/ 5 December 2011

Kimberley Process left in the lurch over diamond dispute

Global Witness, one of the founding members of the Kimberley Process, on Monday announced it has left the diamond certification body.

The government-led process regulates the trade of diamonds to prevent blood diamonds from being mixed with clean stones.

“Nearly nine years after the Kimberley Process was launched, the sad truth is that most consumers still cannot be sure where their diamonds come from, nor whether they are financing armed violence or abusive regimes” said Charmian Gooch, a founding director of Global Witness.

“The scheme has failed three tests: it failed to deal with the trade in conflict diamonds from Côte d’Ivoire, was unwilling to take serious action in the face of blatant breaches of the rules over a number of years by Venezuela and has proved unwilling to stop diamonds fuelling corruption and violence in Zimbabwe.
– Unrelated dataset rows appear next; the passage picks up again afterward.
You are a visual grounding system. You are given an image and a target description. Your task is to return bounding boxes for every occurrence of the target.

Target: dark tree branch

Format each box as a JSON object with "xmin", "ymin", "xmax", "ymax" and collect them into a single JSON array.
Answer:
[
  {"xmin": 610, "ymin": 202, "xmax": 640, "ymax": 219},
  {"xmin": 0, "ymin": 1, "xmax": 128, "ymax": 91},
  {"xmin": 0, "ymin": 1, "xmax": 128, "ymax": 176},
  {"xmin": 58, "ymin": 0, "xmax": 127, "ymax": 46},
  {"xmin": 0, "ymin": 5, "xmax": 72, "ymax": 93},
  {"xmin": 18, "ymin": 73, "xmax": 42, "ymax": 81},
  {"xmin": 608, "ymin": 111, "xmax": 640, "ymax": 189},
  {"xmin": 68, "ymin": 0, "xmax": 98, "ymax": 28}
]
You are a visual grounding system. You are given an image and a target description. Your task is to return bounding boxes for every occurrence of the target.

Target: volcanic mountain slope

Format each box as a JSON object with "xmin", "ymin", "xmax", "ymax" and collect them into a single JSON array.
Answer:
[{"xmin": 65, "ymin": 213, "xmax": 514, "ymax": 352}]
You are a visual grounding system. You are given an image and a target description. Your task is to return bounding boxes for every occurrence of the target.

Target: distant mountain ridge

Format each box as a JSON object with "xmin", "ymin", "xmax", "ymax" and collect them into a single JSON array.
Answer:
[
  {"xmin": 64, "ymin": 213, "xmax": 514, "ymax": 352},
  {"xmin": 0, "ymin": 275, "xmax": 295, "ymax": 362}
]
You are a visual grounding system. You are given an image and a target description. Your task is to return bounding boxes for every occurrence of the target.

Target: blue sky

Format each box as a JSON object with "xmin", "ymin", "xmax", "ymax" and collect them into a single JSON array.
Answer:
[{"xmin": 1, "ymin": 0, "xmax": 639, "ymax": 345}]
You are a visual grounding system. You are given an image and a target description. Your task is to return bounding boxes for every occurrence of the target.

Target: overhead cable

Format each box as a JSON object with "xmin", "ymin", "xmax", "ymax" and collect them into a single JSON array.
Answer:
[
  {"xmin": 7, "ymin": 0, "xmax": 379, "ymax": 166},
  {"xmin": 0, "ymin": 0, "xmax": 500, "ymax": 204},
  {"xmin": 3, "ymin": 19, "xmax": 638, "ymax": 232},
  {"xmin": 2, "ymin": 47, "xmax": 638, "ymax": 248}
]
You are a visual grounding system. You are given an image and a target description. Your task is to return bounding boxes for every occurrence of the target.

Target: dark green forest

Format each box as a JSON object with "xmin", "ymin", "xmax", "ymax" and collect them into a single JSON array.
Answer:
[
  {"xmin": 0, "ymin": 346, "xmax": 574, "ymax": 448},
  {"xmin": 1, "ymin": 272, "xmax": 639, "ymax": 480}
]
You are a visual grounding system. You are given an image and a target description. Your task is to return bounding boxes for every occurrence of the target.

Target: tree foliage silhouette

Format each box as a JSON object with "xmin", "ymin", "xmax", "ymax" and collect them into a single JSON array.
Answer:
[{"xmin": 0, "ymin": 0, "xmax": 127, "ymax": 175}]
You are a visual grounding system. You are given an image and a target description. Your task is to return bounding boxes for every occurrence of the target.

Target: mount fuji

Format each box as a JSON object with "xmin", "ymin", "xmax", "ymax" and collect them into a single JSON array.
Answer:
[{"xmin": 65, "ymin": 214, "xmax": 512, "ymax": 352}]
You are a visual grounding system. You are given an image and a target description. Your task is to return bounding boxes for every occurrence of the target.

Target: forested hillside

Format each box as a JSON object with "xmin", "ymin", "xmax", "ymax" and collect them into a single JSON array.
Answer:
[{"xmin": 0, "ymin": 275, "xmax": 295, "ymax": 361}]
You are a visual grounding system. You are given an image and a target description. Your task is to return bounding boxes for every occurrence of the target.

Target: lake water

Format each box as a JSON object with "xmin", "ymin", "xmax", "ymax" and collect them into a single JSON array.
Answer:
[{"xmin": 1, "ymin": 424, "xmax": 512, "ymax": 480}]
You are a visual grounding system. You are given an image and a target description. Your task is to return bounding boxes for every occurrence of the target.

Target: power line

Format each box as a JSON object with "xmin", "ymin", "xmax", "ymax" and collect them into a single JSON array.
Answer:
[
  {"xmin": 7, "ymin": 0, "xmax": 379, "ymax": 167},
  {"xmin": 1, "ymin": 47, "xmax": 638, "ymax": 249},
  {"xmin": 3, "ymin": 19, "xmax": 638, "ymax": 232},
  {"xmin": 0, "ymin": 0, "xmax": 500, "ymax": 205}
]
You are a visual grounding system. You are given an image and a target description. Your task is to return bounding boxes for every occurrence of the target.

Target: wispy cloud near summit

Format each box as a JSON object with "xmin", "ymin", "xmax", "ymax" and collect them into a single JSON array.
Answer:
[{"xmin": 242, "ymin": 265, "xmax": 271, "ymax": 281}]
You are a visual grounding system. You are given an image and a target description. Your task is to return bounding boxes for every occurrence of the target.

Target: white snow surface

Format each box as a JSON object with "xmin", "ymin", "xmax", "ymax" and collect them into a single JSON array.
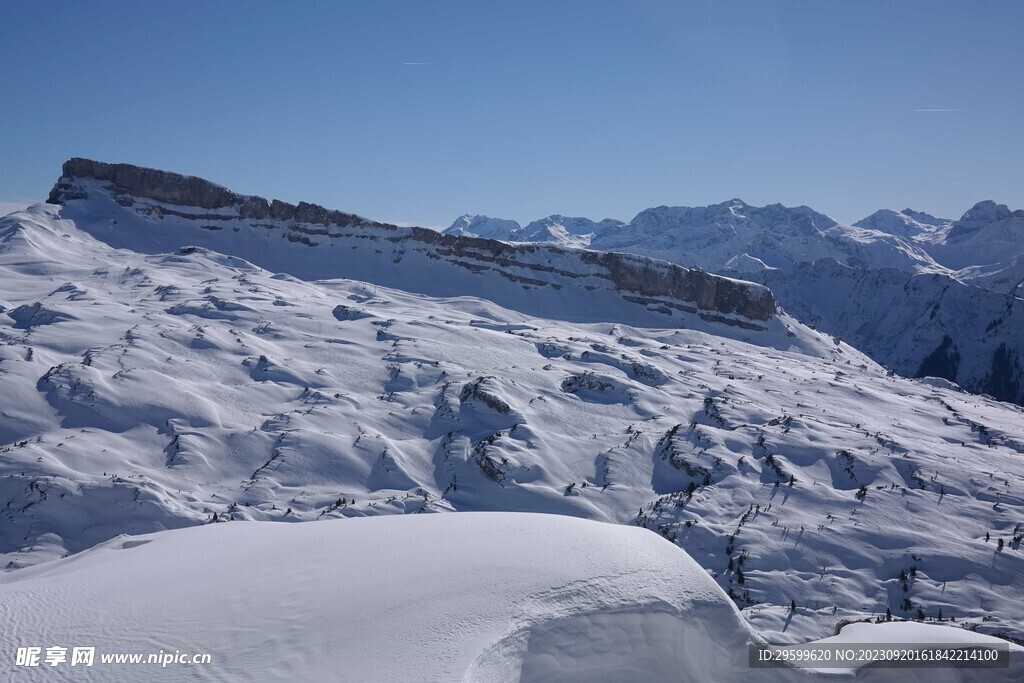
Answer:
[
  {"xmin": 2, "ymin": 188, "xmax": 1024, "ymax": 654},
  {"xmin": 1, "ymin": 513, "xmax": 1020, "ymax": 682},
  {"xmin": 4, "ymin": 513, "xmax": 747, "ymax": 682}
]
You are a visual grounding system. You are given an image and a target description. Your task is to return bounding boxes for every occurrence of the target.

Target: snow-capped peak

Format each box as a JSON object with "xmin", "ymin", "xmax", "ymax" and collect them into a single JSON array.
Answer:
[
  {"xmin": 947, "ymin": 200, "xmax": 1024, "ymax": 238},
  {"xmin": 624, "ymin": 200, "xmax": 837, "ymax": 239},
  {"xmin": 934, "ymin": 200, "xmax": 1024, "ymax": 255},
  {"xmin": 900, "ymin": 207, "xmax": 949, "ymax": 227},
  {"xmin": 854, "ymin": 208, "xmax": 950, "ymax": 237},
  {"xmin": 515, "ymin": 214, "xmax": 626, "ymax": 246},
  {"xmin": 443, "ymin": 214, "xmax": 522, "ymax": 240},
  {"xmin": 521, "ymin": 214, "xmax": 625, "ymax": 237}
]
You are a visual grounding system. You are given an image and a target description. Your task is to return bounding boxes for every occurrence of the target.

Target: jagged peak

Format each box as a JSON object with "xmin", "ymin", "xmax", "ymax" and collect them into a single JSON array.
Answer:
[
  {"xmin": 443, "ymin": 214, "xmax": 521, "ymax": 239},
  {"xmin": 854, "ymin": 207, "xmax": 951, "ymax": 236},
  {"xmin": 628, "ymin": 199, "xmax": 837, "ymax": 236},
  {"xmin": 957, "ymin": 200, "xmax": 1018, "ymax": 224},
  {"xmin": 521, "ymin": 214, "xmax": 625, "ymax": 237},
  {"xmin": 947, "ymin": 200, "xmax": 1024, "ymax": 240},
  {"xmin": 900, "ymin": 208, "xmax": 948, "ymax": 225}
]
It has become an accomplice to diamond laundering — whereby dirty diamonds are mixed in with clean gems.”

The watchdog approved the resumption of sales of Zimbabwe’s controversial Marange diamonds in November this year — after reports of alleged rights abuses in the area. Reports said Zimbabwe’s military had taken control of the Marange area and killed about 200 people, which the government denied. There had also been reports that people accused of committing acts of violence against those not in support of Zimbabwe’s Zanu-PF have been benefiting from side-line diamond revenues.

“Over the last decade, elections in Zimbabwe have been associated with the brutal intimidation of voters. Orchestrating this kind of violence costs a lot of money. As the country approaches another election there is a very high risk of Zanu-PF hardliners employing these tactics once more and using Marange diamonds to foot the bill. The Kimberley Process’s refusal to confront this reality is an outrage,” said Gooch.

“Consumers should not buy Marange diamonds, and industry should not supply them,” said Gooch. “All existing contracts in the Marange fields should be cancelled and retendered with terms of reference which reflect international best practice on revenue sharing, transparency, oversight by and protection of the affected communities.”

Global Witness said the diamond industry should be required to demonstrate that the diamonds comply with international standards on minerals supply chain controls, including independent third party audits and regular public disclosure.

“Consumers have a right to know what they’re buying, and what was done to obtain it,” added Gooch. “The diamond industry must finally take responsibility for its supply chains and prove that the stones it sells are clean.”